In 1955, the same year Rosa Parks was arrested on that bus in Montgomery, King gave a Sunday sermon expressing, “Rarely do we find men who willingly engage in hard, solid thinking. There is an almost universal quest for easy answers and half-baked solutions. Nothing pains some people more than having to think.” Which is to say, conflicts quickly ensue in society when people employ their egos to think instead of their minds. The lack of our “willingness to engage in hard, solid thinking” is largely why this country so easily succumbs to rivaling as enemies, rather than evaluating our issues as fellow Americans.

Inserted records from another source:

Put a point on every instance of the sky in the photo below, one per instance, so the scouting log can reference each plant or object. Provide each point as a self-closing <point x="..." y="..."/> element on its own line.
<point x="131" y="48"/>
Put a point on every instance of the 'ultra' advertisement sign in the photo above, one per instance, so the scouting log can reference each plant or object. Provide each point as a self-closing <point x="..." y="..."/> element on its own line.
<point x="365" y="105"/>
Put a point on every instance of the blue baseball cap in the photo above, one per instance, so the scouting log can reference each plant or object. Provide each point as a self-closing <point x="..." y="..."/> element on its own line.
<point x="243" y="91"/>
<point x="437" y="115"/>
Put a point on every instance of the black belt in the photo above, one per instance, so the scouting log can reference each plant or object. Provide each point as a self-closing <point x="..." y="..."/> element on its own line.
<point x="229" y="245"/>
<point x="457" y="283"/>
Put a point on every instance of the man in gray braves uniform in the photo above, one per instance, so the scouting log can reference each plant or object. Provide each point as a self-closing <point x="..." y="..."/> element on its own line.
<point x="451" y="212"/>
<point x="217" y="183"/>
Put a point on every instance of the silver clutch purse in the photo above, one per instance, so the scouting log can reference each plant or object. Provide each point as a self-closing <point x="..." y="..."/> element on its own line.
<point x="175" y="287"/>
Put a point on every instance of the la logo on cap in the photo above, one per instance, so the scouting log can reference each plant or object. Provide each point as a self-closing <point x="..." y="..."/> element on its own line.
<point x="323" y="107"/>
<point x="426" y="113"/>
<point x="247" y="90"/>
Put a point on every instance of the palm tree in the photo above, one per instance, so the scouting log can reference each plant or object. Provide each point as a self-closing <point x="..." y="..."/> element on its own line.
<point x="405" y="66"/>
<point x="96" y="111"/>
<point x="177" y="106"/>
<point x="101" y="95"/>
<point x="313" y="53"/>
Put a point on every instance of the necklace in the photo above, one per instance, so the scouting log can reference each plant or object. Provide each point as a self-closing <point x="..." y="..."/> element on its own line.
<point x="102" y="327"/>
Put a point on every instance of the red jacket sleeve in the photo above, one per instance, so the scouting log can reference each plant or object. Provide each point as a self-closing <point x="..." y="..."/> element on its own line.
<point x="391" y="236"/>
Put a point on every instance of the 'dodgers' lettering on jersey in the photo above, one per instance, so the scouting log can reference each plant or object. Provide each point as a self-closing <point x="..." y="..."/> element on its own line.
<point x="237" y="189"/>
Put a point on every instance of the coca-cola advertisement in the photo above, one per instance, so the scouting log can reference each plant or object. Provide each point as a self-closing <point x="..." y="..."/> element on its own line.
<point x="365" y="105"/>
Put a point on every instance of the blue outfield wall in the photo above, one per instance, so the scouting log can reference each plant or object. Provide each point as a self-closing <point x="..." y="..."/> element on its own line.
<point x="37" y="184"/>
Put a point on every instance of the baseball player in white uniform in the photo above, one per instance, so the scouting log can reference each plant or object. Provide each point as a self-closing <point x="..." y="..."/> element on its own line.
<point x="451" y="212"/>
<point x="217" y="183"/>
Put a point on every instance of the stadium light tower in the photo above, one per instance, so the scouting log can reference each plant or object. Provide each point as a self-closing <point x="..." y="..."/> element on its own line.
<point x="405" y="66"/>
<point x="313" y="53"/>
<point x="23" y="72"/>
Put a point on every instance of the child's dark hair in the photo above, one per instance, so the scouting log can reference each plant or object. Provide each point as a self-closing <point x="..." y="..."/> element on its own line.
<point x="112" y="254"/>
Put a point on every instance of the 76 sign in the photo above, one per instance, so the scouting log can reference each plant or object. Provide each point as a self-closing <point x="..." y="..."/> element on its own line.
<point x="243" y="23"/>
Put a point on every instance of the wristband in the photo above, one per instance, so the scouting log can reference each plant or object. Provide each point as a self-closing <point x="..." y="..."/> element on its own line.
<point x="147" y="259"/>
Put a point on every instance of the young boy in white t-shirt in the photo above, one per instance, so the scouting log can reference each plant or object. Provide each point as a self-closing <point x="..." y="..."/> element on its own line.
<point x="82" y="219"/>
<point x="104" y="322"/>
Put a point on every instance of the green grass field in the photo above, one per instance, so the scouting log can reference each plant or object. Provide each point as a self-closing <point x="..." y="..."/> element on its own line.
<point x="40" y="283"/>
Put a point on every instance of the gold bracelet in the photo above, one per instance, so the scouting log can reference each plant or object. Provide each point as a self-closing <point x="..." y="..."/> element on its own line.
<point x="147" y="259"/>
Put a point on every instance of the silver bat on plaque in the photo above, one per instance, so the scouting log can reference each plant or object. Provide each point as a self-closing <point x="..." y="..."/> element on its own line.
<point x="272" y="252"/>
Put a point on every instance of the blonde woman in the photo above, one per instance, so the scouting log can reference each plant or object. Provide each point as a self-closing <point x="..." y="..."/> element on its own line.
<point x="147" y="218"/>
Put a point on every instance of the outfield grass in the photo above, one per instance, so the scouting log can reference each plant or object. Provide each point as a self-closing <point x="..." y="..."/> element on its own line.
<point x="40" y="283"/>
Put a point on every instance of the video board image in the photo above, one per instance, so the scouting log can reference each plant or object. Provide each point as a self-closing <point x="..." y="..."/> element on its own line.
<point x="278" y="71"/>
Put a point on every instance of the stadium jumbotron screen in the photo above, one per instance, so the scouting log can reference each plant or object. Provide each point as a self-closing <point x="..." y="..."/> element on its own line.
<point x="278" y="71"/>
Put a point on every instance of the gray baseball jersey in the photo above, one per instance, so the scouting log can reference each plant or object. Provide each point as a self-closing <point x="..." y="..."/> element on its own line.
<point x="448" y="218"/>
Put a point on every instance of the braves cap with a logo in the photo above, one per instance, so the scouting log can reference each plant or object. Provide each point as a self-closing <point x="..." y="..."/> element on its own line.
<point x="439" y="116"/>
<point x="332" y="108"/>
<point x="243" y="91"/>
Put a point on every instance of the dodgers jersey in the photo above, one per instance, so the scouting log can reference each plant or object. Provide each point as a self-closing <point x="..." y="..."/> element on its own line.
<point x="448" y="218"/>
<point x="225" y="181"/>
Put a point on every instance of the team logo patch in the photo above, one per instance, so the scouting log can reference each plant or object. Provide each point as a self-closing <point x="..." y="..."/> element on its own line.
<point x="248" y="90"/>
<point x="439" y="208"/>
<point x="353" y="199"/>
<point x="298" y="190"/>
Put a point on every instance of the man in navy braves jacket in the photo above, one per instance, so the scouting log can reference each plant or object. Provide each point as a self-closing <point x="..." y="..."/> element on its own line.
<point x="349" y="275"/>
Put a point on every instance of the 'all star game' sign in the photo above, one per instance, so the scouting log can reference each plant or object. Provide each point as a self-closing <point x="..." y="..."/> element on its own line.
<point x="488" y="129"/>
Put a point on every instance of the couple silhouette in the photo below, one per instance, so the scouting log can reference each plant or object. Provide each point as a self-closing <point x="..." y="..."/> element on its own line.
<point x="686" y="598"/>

The nonviolent strategy not only aligned with King’s morals, but it made logical sense. “Solid thinking” is why the nonviolent mission for the Civil Rights Movement was exercised. And why demonstrations like the Freedom Rides, the lunch counter sit-ins, the bus boycotts, and the city marches worked. And this effective operation produced historical legislation such as the Civil Rights Bill and Voting Rights Act.

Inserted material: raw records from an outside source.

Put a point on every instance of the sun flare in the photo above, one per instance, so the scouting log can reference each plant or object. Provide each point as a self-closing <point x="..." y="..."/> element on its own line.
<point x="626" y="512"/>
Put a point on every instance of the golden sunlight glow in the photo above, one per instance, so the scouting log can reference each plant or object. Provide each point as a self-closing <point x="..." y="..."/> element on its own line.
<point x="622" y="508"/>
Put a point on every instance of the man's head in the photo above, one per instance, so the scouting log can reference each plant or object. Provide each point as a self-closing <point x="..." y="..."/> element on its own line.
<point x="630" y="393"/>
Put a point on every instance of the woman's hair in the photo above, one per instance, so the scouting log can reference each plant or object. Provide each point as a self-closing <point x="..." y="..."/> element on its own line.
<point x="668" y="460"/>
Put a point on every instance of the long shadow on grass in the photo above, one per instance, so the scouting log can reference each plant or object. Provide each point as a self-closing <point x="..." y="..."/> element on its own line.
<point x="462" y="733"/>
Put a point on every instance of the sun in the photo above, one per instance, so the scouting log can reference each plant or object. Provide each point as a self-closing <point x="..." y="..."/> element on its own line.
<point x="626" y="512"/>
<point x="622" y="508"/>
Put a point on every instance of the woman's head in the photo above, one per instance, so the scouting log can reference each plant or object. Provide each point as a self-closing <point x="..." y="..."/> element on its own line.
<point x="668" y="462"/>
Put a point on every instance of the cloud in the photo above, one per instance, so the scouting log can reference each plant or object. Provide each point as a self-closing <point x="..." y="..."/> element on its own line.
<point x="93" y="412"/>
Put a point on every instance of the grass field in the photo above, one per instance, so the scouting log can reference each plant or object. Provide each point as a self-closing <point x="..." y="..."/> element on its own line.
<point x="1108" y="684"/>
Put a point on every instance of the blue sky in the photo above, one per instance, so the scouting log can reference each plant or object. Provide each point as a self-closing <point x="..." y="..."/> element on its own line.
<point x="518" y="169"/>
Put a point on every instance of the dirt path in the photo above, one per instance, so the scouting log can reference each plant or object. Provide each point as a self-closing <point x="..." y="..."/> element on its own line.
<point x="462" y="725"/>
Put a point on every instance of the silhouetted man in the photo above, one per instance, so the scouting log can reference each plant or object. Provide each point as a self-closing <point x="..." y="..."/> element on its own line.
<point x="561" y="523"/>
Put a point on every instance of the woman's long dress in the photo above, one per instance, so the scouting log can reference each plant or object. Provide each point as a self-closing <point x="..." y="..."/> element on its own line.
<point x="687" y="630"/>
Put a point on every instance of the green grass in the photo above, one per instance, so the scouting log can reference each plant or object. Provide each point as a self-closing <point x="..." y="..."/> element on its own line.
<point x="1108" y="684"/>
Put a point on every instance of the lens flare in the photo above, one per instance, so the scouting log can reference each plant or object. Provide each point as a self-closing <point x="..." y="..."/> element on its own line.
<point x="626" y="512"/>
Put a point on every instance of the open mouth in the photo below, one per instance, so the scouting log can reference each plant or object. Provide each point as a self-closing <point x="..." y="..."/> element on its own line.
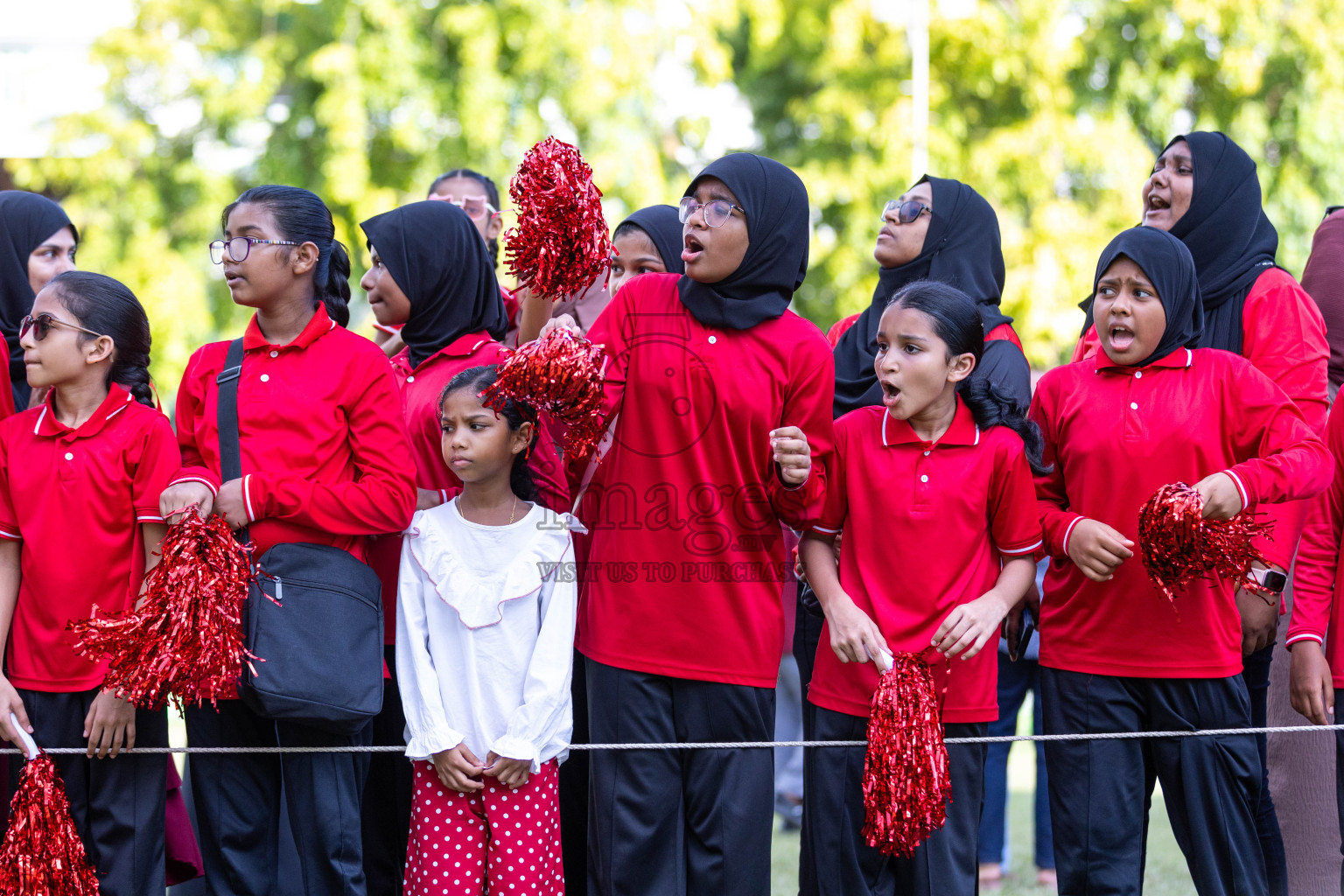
<point x="1121" y="338"/>
<point x="694" y="248"/>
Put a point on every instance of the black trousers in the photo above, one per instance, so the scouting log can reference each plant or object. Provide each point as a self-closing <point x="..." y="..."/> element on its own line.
<point x="1256" y="675"/>
<point x="574" y="786"/>
<point x="807" y="639"/>
<point x="832" y="812"/>
<point x="386" y="813"/>
<point x="117" y="803"/>
<point x="238" y="802"/>
<point x="1339" y="790"/>
<point x="1098" y="788"/>
<point x="666" y="822"/>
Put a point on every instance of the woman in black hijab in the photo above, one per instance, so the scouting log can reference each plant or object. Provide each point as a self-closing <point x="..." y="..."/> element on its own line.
<point x="1205" y="191"/>
<point x="952" y="238"/>
<point x="37" y="242"/>
<point x="962" y="248"/>
<point x="433" y="273"/>
<point x="718" y="407"/>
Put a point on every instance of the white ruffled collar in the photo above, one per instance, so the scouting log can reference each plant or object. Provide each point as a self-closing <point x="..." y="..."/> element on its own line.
<point x="479" y="595"/>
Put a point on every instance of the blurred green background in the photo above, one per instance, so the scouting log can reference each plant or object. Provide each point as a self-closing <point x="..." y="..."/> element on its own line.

Not only that, but King’s speeches such as “I’ve Been to The Mountaintop,” “The Other America,” and of course, “I Have a Dream” weren’t only legendary analyses on racial hate, but studies of why racial hate is attractive to empty men and women. The absence of self-worth can make one capable of hate to feel important. This is why King’s famous quote, “Darkness cannot drive out darkness, only love can do that,” is not just a poetic sentiment but a practical method to deactivate immoral bombs. His compassion was never a passive waiver for evildoing; but instead, a bold stance to show its weapons would not work.
Like his friend James Baldwin, Dr. King never apologized for his criticisms of America, “We must not consider it unpatriotic to raise certain basic questions about our national character,” King said, but he remained a rebellious lover of the country. “I criticize America because I love her. I want her to stand as a moral example to the world.”
That’s my hope in 2023, for our admiration of MLK to become actions and not social media platitudes. And maybe then, we’ll attain the ability to drive out some darkness by bringing our country into the light.